Vice Squad
Monday, June 28, 2004
For the UN, Use = Abuse
The UN's Office on Drugs and Crime -- gee, I wonder why these two are paired; do they have an Office on Ketchup and Athletics? -- released its World Drug Report 2004 last week. The Press Release begins thusly:
VIENNA, 25 June (UN Information Service) -- Approximately three per cent of the world population (185 million people) have abused drugs during the previous 12 months, according to the United Nations Office on Drugs and Crime (UNODC). A small percentage of the world population abuses cocaine (13 million people) or opiates (15 million abusers of heroin, morphine and opium).

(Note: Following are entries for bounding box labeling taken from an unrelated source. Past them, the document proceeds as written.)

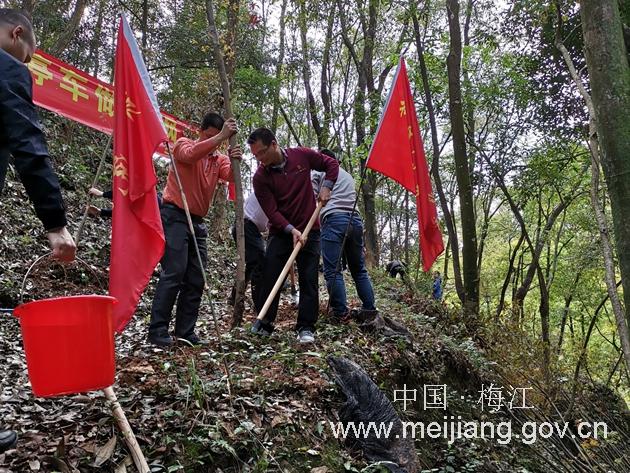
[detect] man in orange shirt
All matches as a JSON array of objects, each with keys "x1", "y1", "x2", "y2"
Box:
[{"x1": 149, "y1": 113, "x2": 242, "y2": 346}]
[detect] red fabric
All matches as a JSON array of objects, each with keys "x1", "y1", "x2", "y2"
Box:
[
  {"x1": 27, "y1": 49, "x2": 196, "y2": 144},
  {"x1": 367, "y1": 58, "x2": 444, "y2": 271},
  {"x1": 109, "y1": 18, "x2": 167, "y2": 332}
]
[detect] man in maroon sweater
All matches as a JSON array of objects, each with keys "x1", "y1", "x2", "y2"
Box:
[{"x1": 247, "y1": 128, "x2": 339, "y2": 343}]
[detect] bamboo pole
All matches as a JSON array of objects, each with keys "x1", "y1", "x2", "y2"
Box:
[
  {"x1": 103, "y1": 386, "x2": 151, "y2": 473},
  {"x1": 257, "y1": 201, "x2": 324, "y2": 320}
]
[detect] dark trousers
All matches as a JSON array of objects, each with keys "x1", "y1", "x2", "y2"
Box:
[
  {"x1": 322, "y1": 212, "x2": 376, "y2": 315},
  {"x1": 230, "y1": 219, "x2": 265, "y2": 303},
  {"x1": 149, "y1": 204, "x2": 208, "y2": 338},
  {"x1": 255, "y1": 230, "x2": 320, "y2": 331}
]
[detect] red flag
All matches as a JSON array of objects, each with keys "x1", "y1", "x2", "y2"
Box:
[
  {"x1": 109, "y1": 16, "x2": 167, "y2": 332},
  {"x1": 366, "y1": 57, "x2": 444, "y2": 271}
]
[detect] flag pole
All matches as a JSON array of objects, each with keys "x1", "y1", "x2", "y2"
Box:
[
  {"x1": 326, "y1": 56, "x2": 402, "y2": 292},
  {"x1": 166, "y1": 141, "x2": 232, "y2": 399},
  {"x1": 74, "y1": 133, "x2": 113, "y2": 246},
  {"x1": 256, "y1": 201, "x2": 324, "y2": 320}
]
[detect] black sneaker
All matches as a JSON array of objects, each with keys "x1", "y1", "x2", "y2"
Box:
[
  {"x1": 148, "y1": 334, "x2": 175, "y2": 347},
  {"x1": 0, "y1": 430, "x2": 17, "y2": 453},
  {"x1": 250, "y1": 319, "x2": 273, "y2": 337},
  {"x1": 298, "y1": 329, "x2": 315, "y2": 343},
  {"x1": 177, "y1": 333, "x2": 209, "y2": 347}
]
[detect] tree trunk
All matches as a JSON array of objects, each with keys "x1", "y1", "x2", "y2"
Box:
[
  {"x1": 556, "y1": 9, "x2": 630, "y2": 376},
  {"x1": 50, "y1": 0, "x2": 87, "y2": 56},
  {"x1": 271, "y1": 0, "x2": 287, "y2": 134},
  {"x1": 446, "y1": 0, "x2": 479, "y2": 320},
  {"x1": 298, "y1": 0, "x2": 324, "y2": 148},
  {"x1": 337, "y1": 0, "x2": 379, "y2": 267},
  {"x1": 495, "y1": 232, "x2": 525, "y2": 323},
  {"x1": 580, "y1": 0, "x2": 630, "y2": 328},
  {"x1": 206, "y1": 0, "x2": 245, "y2": 327}
]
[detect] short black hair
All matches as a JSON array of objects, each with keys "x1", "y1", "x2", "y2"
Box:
[
  {"x1": 201, "y1": 112, "x2": 225, "y2": 131},
  {"x1": 247, "y1": 126, "x2": 278, "y2": 146},
  {"x1": 0, "y1": 8, "x2": 35, "y2": 46},
  {"x1": 319, "y1": 148, "x2": 339, "y2": 161}
]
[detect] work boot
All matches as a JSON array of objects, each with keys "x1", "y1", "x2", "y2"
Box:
[
  {"x1": 350, "y1": 309, "x2": 378, "y2": 324},
  {"x1": 298, "y1": 329, "x2": 315, "y2": 343},
  {"x1": 328, "y1": 310, "x2": 352, "y2": 324},
  {"x1": 0, "y1": 430, "x2": 17, "y2": 453},
  {"x1": 250, "y1": 319, "x2": 273, "y2": 337},
  {"x1": 148, "y1": 333, "x2": 175, "y2": 347}
]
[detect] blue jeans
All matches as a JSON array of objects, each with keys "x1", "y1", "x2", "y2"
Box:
[{"x1": 322, "y1": 212, "x2": 376, "y2": 314}]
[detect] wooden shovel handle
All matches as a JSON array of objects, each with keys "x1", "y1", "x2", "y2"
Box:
[{"x1": 257, "y1": 201, "x2": 324, "y2": 320}]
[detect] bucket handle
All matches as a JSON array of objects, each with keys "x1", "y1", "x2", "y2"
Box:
[{"x1": 20, "y1": 251, "x2": 103, "y2": 304}]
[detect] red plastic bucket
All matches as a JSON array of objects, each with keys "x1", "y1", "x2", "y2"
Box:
[{"x1": 14, "y1": 295, "x2": 116, "y2": 397}]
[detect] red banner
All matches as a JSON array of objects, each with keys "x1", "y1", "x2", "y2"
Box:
[
  {"x1": 27, "y1": 50, "x2": 196, "y2": 143},
  {"x1": 366, "y1": 57, "x2": 444, "y2": 271}
]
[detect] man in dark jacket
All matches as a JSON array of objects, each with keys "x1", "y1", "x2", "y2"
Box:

By far the most widely abused substance is cannabis (used at least once a year by over 150 million people), followed by the amphetamine-type stimulants -– ATS (38 million users, among them eight million users of ecstasy).Fortunately, this problem of drug abuse can be tackled via a "holistic approach". To ridicule the bureaucratese that pervades the Executive Summary is shooting fish in a thimble. Here's an excerpt from page 13 of the Executive Summary, sans further commentary from moi:
The drug problem has a negative impact on the functioning of societies as a whole. It can hinder development programmes and compromise peacemaking and reconstruction efforts in countries torn by civil war. In turn, poverty, strife, and feeble governance are fertile ground for drug production, trafficking, and abuse. Those various dimensions can become so interlocked that getting out of the vicious circle they create can only be accomplished through a comprehensive approach. Confined for too long to special programmes handled by specialized agencies, drug control priorities are now finding their way into the mainstream of the socio-economic agenda.
Starting at community level, this broader understanding of the socio-economic dimensions of the drug problem must notably be reflected in a society-wide approach. Public institutions cannot do everything. Interventions are far more effective when they are joined by various actors in civil society (such as families, non-governmental organizations, and the media) in a common purpose and programme.